Trying to reproduce the example from Update subset of data.table based on join gives a different result (not expected) using 1.9.3 under R 3.1.0. I know that 1.9.3 is unstable, but 1.9.2 is not working for me because of other problems - see http://r.789695.n4.nabble.com/Change-in-list-behavior-inside-join-td4687469.html
I have two data tables, DT1 and DT2:
set.seed(1)
DT1<-data.table(id1=rep(1:3,2),id2=sample(letters,6), v1=rnorm(6), key="id2")
DT1
## id1 id2 v1
## 1: 2 e 0.7383247
## 2: 1 g 1.5952808
## 3: 2 j 0.3295078
## 4: 3 n -0.8204684
## 5: 3 s 0.5757814
## 6: 1 u 0.4874291
DT2<-data.table(id2=c("n","u"), v1=0, key="id2")
DT2
## id2 v1
## 1: n 0
## 2: u 0
I would like to update DT1 based on a join with DT2, but only for a subset of DT1. For example, for DT1[id1==3], I would expect the value of v1 in row 4 to be updated as in the following result:
DT1
## id1 id2 v1
## 1: 2 e 0.7383247
## 2: 1 g 1.5952808
## 3: 2 j 0.3295078
## 4: 3 n 0
## 5: 3 s 0.5757814
## 6: 1 u 0.4874291
I know how to update a table (using the := assignment operator), how to join the tables (DT1[DT2]), and how to subset a table (DT1[id1==3]). However I'm not sure how to do all three at once.

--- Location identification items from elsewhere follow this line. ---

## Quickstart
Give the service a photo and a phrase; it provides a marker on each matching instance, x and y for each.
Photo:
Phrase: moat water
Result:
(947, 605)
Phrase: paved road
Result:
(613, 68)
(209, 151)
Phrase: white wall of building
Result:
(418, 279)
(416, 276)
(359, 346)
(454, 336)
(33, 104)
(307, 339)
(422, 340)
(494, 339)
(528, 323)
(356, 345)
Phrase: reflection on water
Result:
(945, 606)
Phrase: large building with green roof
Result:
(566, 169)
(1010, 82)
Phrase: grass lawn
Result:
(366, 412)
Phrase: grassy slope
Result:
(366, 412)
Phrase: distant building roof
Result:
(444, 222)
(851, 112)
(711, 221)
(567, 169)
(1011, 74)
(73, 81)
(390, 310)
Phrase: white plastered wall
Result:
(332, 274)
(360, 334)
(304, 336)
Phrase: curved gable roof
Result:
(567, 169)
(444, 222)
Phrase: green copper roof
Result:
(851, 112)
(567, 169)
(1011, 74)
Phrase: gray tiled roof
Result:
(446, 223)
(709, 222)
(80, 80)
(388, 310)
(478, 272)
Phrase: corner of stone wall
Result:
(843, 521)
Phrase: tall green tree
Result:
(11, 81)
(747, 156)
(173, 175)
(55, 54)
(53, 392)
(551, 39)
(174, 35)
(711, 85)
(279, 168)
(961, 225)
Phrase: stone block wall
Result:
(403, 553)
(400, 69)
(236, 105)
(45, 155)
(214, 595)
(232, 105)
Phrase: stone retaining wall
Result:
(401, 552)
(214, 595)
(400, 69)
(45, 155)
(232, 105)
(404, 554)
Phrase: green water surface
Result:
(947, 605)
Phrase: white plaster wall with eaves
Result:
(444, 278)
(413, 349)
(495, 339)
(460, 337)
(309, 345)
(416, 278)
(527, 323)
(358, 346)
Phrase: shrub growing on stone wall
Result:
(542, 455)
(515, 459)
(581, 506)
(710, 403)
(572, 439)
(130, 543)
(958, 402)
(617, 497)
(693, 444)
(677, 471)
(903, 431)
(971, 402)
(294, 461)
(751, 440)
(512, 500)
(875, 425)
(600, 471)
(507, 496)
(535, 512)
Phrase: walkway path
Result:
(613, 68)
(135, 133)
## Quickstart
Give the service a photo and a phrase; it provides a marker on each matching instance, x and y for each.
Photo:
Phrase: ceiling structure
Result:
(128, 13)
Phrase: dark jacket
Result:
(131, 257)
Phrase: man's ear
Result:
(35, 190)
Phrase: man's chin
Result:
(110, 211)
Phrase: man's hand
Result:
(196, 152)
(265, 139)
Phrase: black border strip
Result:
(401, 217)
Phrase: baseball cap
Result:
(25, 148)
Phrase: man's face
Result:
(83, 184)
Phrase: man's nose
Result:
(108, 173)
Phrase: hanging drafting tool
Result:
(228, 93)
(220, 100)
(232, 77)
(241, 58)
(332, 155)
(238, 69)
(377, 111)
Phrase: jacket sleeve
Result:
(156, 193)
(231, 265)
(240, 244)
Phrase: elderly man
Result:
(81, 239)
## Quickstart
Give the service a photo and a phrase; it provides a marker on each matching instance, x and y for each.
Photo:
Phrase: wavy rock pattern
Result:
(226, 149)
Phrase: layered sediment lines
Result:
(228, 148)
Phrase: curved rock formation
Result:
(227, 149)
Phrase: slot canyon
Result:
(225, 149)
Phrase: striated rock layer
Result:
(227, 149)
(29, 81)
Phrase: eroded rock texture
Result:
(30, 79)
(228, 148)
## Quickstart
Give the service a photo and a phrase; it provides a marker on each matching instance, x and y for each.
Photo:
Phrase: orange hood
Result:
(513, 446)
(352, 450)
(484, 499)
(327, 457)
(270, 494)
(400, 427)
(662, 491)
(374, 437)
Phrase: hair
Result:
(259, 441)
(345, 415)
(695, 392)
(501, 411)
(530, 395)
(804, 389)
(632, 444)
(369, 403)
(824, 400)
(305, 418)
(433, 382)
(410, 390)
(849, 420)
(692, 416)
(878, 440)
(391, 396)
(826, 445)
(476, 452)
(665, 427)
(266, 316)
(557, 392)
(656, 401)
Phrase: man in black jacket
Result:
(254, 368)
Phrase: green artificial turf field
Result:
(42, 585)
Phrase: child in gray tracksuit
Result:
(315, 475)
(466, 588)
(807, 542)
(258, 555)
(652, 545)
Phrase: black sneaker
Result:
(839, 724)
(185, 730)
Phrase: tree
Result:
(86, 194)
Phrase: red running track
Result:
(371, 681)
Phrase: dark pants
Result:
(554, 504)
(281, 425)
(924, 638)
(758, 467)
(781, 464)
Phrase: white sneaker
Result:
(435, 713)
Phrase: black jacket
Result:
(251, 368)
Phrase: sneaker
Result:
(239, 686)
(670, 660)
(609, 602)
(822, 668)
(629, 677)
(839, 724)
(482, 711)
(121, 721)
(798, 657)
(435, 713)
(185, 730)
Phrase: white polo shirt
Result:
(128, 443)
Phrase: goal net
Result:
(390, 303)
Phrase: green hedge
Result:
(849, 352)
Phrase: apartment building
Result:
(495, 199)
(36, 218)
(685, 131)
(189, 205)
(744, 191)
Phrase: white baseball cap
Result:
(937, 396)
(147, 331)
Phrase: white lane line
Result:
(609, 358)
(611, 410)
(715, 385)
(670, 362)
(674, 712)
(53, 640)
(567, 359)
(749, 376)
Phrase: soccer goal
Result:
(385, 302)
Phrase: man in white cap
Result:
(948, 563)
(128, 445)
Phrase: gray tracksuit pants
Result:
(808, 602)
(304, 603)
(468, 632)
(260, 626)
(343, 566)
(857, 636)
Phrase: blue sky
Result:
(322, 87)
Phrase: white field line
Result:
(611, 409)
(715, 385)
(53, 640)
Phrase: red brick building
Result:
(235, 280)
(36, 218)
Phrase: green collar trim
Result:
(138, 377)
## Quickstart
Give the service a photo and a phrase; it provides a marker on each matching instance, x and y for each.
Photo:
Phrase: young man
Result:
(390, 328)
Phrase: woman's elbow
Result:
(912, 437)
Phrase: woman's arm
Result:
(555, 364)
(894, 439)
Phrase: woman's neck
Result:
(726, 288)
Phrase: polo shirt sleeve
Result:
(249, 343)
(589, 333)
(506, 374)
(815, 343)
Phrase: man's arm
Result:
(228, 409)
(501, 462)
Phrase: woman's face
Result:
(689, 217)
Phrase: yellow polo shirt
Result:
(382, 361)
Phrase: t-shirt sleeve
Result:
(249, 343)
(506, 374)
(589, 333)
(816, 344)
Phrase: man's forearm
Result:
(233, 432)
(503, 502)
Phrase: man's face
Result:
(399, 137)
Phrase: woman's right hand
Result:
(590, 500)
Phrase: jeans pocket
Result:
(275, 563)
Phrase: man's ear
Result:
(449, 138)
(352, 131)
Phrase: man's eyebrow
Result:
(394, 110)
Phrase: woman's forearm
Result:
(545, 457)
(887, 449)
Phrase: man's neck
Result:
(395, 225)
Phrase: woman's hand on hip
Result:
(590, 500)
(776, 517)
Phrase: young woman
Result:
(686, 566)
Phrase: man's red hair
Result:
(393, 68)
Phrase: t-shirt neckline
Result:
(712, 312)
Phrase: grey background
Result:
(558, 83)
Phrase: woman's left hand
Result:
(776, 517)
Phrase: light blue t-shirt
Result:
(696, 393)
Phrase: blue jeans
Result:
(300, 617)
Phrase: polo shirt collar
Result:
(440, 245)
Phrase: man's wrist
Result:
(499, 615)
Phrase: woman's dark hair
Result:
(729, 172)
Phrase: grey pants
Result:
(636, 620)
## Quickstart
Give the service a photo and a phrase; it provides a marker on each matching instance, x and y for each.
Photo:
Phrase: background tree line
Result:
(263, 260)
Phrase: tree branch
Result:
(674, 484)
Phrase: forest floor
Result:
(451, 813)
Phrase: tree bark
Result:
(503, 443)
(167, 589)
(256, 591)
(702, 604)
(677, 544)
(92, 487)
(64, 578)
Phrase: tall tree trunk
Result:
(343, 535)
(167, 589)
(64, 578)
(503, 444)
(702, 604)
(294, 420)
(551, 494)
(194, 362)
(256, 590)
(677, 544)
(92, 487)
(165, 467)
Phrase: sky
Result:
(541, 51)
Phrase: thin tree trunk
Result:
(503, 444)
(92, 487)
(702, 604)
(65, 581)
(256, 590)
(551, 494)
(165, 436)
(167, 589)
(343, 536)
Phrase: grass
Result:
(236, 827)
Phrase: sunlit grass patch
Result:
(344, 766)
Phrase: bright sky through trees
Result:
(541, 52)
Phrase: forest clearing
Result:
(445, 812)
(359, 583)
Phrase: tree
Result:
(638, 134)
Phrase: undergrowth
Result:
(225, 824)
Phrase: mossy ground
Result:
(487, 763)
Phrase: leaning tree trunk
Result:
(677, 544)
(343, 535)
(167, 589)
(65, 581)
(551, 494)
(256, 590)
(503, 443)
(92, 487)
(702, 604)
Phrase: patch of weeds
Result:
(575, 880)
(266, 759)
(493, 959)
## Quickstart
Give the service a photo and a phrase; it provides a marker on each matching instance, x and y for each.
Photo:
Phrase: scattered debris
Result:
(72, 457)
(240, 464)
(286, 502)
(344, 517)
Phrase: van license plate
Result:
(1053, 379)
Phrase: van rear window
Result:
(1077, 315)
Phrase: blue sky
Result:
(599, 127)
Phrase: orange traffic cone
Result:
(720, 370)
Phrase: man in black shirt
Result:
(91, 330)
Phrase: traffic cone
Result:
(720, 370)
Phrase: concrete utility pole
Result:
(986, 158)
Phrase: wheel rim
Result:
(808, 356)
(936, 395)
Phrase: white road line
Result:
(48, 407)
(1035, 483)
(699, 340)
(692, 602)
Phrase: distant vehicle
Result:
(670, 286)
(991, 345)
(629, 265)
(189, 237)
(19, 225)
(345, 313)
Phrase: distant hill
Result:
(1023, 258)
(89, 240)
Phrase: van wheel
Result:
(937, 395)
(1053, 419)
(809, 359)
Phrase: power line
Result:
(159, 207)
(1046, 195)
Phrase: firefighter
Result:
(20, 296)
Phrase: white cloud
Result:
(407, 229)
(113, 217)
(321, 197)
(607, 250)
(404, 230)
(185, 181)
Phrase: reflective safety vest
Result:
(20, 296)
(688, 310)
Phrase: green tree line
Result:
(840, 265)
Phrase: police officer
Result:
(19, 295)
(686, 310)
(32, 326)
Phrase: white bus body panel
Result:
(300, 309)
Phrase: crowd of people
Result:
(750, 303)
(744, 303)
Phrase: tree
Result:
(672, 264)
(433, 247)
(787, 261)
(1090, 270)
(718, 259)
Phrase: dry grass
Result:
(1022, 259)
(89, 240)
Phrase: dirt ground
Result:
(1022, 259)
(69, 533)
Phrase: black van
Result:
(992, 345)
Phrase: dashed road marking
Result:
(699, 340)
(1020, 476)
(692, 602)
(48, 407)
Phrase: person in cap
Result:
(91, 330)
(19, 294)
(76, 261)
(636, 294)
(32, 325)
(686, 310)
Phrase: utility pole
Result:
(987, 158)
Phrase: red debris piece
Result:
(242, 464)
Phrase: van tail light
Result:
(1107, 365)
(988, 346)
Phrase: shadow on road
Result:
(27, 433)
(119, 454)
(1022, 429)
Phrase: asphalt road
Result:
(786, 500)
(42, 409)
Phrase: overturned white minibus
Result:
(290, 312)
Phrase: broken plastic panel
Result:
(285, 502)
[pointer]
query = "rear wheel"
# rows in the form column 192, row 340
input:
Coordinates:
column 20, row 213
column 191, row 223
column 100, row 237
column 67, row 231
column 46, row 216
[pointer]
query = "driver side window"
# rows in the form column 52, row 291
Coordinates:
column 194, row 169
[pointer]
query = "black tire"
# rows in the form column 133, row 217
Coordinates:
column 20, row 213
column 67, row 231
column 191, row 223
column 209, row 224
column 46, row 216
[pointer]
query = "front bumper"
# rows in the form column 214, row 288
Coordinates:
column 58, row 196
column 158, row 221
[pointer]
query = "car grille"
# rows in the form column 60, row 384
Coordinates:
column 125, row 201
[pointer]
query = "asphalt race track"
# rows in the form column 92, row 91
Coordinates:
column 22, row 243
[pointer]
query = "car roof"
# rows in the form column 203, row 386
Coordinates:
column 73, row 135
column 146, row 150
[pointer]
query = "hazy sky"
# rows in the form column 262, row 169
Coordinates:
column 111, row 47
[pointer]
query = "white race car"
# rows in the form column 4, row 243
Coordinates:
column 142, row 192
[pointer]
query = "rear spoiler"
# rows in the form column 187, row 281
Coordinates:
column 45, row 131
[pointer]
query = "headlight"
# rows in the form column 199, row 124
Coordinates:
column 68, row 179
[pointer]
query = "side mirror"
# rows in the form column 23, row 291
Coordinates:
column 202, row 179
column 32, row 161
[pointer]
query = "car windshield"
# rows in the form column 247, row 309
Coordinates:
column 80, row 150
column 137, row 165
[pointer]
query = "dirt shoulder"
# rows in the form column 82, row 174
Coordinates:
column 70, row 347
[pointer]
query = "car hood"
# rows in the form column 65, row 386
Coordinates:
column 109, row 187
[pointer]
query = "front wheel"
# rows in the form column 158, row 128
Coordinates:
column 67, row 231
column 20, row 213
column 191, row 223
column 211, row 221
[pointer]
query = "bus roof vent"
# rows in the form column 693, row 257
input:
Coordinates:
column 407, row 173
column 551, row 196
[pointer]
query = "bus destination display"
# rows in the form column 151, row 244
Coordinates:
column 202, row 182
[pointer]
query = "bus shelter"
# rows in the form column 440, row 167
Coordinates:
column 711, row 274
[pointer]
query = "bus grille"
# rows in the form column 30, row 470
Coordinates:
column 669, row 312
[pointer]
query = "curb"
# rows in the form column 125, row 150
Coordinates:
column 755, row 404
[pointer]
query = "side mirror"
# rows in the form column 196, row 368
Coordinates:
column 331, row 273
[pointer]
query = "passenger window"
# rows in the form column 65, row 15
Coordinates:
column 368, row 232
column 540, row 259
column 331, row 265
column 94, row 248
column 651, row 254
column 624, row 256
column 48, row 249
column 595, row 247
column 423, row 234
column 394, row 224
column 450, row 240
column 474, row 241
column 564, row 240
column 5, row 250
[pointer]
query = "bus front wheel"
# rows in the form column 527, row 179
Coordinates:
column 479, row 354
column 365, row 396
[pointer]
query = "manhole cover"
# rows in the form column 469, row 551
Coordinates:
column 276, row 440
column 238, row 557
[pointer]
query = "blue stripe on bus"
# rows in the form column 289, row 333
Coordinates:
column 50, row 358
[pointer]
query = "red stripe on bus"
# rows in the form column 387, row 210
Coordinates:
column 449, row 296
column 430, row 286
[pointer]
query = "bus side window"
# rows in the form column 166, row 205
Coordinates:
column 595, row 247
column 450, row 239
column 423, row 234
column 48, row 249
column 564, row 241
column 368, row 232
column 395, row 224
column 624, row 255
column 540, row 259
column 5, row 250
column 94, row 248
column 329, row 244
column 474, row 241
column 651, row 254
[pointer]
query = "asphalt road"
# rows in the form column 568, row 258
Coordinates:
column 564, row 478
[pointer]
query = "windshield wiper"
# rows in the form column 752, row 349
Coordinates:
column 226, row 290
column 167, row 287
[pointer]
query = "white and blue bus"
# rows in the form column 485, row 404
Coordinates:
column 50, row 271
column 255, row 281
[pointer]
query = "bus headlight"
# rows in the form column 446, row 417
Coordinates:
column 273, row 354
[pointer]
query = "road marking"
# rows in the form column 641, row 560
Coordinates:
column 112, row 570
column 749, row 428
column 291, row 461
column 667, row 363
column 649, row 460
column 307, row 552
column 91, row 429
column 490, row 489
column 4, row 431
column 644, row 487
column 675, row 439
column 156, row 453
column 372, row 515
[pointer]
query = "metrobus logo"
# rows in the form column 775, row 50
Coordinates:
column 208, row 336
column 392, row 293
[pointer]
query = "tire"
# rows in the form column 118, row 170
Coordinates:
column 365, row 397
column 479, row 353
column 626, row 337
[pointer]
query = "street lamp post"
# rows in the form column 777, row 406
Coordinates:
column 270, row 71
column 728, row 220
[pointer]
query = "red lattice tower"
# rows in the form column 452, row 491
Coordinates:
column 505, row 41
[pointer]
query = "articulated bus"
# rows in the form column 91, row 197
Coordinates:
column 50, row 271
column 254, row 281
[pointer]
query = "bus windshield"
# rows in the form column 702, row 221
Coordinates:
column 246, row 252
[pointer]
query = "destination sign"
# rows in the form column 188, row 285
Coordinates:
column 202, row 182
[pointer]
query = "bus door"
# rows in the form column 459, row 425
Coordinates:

EDIT: Note that the original example only attempts to update one column, but my actual data requires updating many columns. Consider the additional scenarios in DT1b and DT2b:
set.seed(2)
DT1b<-DT1[,v2:=rnorm(6)] # Copy DT1 and add a new column
setkey(DT1b,id2)
DT1b
## id1 id2 v1 v2
## 1: 2 e 0.7383247 -0.89691455
## 2: 1 g 1.5952808 0.18484918
## 3: 2 j 0.3295078 1.58784533
## 4: 3 n -0.8204684 -1.13037567
## 5: 3 s 0.5757814 -0.08025176
## 6: 1 u 0.4874291 0.13242028
DT2b<-rbindlist(list(DT2,data.table(id2="e",v1=0))) # Copy DT2 and add a new row
DT2b[,v2:=-1] # Add a new column to DT2b
setkey(DT2b,id2)
DT2b
## id2 v1 v2
## 1: e 0 -1
## 2: n 0 -1
## 3: u 0 -1
Based on the helpful answers from @nmel and @BlueMagister, I came up with this solution for the updated scenario:
DT1b[DT2b[DT1b[id1 %in% c(1,2)],nomatch=0],c("v1","v2"):=list(i.v1,i.v2)]
DT1b
## id1 id2 v1 v2
## 1: 2 e 0.0000000 -1.00000000
## 2: 1 g 1.5952808 0.18484918
## 3: 2 j 0.3295078 1.58784533
## 4: 3 n -0.8204684 -1.13037567
## 5: 3 s 0.5757814 -0.08025176
## 6: 1 u 0.0000000 -1.00000000
End Citation
This is reproducible using data.table 1.8.10, but it is not working any more using data.table 1.9.3 @ R 3.1.0. The result is instead:
DT1b[DT2b[DT1b[id1 %in% c(1,2)],nomatch=0],c("v1","v2"):=list(i.v1,i.v2)]
DT1b
id1 id2 v1 v2
## 1: 2 e 0.7383247 -0.89691455
## 2: 1 g 1.5952808 0.18484918
## 3: 2 j 0.3295078 1.58784533
## 4: 3 n -0.8204684 -1.13037567
## 5: 3 s 0.5757814 -0.08025176
## 6: 1 u 0.4874291 0.13242028
due to
DT1b[DT2b[DT1b[id1 %in% c(1,2)],nomatch=0], list(i.v1)]
## id1 id2 v1 v2 i.v1 i.v2 i.id1 i.v1 i.v2
## 1: 2 e 0.7383247 -0.8969145 0 -1 2 0.7383247 -0.8969145
## 2: 1 u 0.4874291 0.1324203 0 -1 1 0.4874291 0.1324203
Does anybody have a suggestion, how to fix it?
nachti
EDIT:
If I fix the code due to 1.9.3 (see @arun), it's not working in 1.8.11 any more. That's a problem, because it's implemented in a funcion in a package used with different versions of R and data.table. The change of the defaults in 1.9.3 breaks existing code, which shoud not be (see. DT FAQ 1.8). Would be fine if there is a possibility that code works with different versions of DT.